4. Electrochemical cell according to any one of the preceding claims, wherein the lithium salt(s) included in the polymer matrix are selected from lithium bis(fluorosulfonyl)imide, lithium bis(trifluoromethane)sulfonimide, lithium hexafluorophosphate and lithium bis(oxalato)borate.

5. Electrochemical cell according to any one of the preceding claims, wherein a thickness (24) of the pressure-resistant layer (20), along the stacking direction (X), is less than or equal to 20 pm, more preferably less than 10 pm, even more preferably less than 5 pm.

6. Electrochemical cell according to any one of the preceding claims, wherein the anodic layer (14) comprises a material selected from silicon, silicon alloys, silicon oxides, metallic lithium, lithium alloy, silicon carbon and composite silicon.

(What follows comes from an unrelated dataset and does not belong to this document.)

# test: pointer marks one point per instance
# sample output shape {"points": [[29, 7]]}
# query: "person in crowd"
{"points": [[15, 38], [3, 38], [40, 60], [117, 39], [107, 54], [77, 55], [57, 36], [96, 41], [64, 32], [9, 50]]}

7. Electrochemical cell according to any one of the preceding claims, wherein the cathode layer (16) comprises a solid electrolyte, preferably a sulfide electrolyte; and more preferably comprises a mixture of NMC 811, sulfide electrolyte, PTFE binder and carbon.

8. Electrochemical cell according to any one of the preceding claims, wherein the solid-state electrolyte layer (18) comprises a sulfide and polymer composite, said polymer preferably being PTFE.

9. Electrochemical cell according to any one of the preceding claims, wherein: the first pressure-resistant layer is located between the solid electrolyte layer (18) and the anodic layer (14); and the stack (12) also comprises a second pressure-resistant layer (22) between the solid electrolyte layer (18) and the cathodic layer (16).

10. Battery comprising at least one electrochemical cell (10) according to any one of claims 1 to 9.